Seriously, it always helps to know what comes before and after a gospel passage. In this case, we see that this story follows immediately after the story of the rich young man. You remember him; he asks to follow Jesus, then goes away “sad” because Jesus tells him to sell all he has and give it to the poor? Looking at his retreating back, Jesus remarks to his dumbstruck disciples that it’s harder for the rich to enter the Kingdom of Heaven than it is for a camel to go through the eye of a needle. While they’re still juggling with that amazing image, he concludes with this disturbing line: “Many that are first will be last, and the last will be first” (Mt 19:30).
And then, according to Matthew, Jesus explains what he means with a parable – a kind of midrash on the proverb that he’s just coined. Of course, since parables tend to make their points by unsettling the points of view of the listeners, that might mean that the situation is going to become murkier. Let’s see what happens.
Jesus begins in time-honored fashion, with a comparison: “The Kingdom of Heaven is like a householder” who goes out early to hire laborers for his vineyard. So far, so good. We see that same householder/Kingdom go out several more times during the day to hire more workers, promising “what is fair” but giving no particulars, until he’s done this five times in all. He is a busy householder/Kingdom, solicitous of his vines and eager for workers to tend them. According to his own words, he is also fair.
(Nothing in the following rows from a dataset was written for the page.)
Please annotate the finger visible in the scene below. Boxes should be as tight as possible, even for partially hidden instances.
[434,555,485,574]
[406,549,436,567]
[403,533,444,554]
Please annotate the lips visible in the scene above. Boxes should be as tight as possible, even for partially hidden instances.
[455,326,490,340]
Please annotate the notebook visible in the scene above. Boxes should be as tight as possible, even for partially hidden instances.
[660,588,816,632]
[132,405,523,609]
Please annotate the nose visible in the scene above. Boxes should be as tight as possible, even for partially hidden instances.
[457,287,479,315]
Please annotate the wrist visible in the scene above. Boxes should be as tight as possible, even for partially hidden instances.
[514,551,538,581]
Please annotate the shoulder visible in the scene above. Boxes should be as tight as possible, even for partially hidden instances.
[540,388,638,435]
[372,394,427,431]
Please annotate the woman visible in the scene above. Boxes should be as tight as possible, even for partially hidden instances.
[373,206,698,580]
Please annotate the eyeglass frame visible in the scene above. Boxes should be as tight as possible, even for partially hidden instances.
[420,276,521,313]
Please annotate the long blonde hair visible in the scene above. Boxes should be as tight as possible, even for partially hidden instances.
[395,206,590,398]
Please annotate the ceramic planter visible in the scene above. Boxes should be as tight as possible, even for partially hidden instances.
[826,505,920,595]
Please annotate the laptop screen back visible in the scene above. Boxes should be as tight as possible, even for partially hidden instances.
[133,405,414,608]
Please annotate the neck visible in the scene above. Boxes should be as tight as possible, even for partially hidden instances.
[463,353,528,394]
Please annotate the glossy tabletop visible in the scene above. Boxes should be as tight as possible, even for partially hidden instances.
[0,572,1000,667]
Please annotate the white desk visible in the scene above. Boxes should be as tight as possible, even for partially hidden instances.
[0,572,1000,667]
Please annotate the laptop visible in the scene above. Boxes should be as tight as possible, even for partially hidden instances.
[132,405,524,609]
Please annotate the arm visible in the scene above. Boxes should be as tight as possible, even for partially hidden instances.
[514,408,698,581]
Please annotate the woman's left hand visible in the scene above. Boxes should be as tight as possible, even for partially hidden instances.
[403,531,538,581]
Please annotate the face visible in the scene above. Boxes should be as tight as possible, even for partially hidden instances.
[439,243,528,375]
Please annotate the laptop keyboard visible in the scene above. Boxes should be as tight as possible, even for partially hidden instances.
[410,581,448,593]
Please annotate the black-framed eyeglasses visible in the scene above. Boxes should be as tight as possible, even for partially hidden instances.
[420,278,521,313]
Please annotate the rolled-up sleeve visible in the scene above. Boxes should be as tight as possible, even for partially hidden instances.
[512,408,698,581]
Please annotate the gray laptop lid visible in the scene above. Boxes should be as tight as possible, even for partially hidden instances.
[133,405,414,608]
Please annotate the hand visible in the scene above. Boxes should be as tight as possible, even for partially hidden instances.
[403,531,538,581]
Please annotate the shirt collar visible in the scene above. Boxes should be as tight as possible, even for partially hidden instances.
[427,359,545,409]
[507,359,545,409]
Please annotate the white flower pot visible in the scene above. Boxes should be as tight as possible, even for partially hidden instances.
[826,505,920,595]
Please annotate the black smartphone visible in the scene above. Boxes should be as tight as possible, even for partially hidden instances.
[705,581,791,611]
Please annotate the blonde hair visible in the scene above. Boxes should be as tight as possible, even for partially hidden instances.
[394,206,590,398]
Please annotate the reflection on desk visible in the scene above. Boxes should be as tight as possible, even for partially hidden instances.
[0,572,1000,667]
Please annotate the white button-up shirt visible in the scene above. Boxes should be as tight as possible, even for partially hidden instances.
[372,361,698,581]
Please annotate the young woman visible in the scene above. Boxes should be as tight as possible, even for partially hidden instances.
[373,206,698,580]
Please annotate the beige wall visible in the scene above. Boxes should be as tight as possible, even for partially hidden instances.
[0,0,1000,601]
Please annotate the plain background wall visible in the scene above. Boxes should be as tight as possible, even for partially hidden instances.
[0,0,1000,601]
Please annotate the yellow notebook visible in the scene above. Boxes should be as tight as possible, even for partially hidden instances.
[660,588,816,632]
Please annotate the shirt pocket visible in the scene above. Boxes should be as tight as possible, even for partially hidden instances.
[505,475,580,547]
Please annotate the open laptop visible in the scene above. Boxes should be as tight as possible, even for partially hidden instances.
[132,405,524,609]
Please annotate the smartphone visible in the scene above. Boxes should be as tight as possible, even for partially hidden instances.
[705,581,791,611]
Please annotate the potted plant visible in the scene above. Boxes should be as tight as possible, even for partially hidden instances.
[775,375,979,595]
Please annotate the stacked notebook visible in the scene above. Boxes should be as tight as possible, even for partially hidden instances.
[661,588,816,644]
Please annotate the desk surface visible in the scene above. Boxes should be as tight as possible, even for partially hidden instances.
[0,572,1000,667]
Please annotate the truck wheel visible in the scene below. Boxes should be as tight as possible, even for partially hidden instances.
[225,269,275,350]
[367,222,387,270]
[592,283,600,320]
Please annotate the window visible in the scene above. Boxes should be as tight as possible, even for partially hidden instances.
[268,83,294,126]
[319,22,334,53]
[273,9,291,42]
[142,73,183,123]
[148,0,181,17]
And then, just when we were getting comfortable with the story, it arrives at its end. The householder/Kingdom assembles all the workers. Unusually, he pays the last workers first, and he also pays them wages equivalent to a full day’s pay. That’s surprising, but not unsettling. We might even feel good about this action on his part.
But then the parable aspect of this story kicks in, and it’s as tough to swallow as that saying about the camel and the needle. When the householder/Kingdom pays the workers who’ve worked the whole day in the heat, their pay packets weigh exactly the same as those of the guys who spent an hour in the vineyard. Whaaat? Can that be right? Certainly the people hired at daybreak don’t think so, and they “murmur” about it. Most likely we do, too. After all, the notion of what’s fair and what’s not fair is pretty well ingrained in us from the time we’re quite small. And somehow, this arrangement just goes against everything we know about justice. Darn right, we’re murmuring alongside those early workers! But it’s pretty well established that no word in Scripture is there without having some weight, and that’s true here. The verb is meant to remind us of the people of Israel in the desert when they complained against God and Moses – they “murmured” (Ex 16: 3-8.) And we know how well that worked out for them. But wait, it gets even more uncomfortable!
The householder/Kingdom’s reply to all protests -- “Am I not free to do what I want with my own money?” – comes in the form of a mild but unanswerable question which is followed by an even more difficult and far more penetrating question: “Or are you envious because I am generous?”
Well?
Before we even have a chance to answer that one (as if we could!), we hear the last line of this story and realize that it’s the last line from the preceding story, now reversed: “So the last will be first, and the first last.”
In other words, whether you’re a rich young man (or woman) with a nice house, two cars, and a tidy stock portfolio, or you’re a not-so-rich young man (or woman) who sweats for your living under the hot sun, the Kingdom of Heaven (which might be another name for God) is different from you. It’s different from me, too. To start with, it’s far more generous than we are. And far more inclusive, too. Just bigger, better, all-creative! So when the Kingdom of Heaven is definitively here, in the Last Days (the eschaton, if you like theological terms), all of the things we’re so sure about, all the certainties of this world, including what’s “good”(Mt 19:17) and what’s “fair,” are going to be turned upside down and inside out, and ourselves with them. Quite a thought!
Well, that’s the danger of parables. They get you thinking.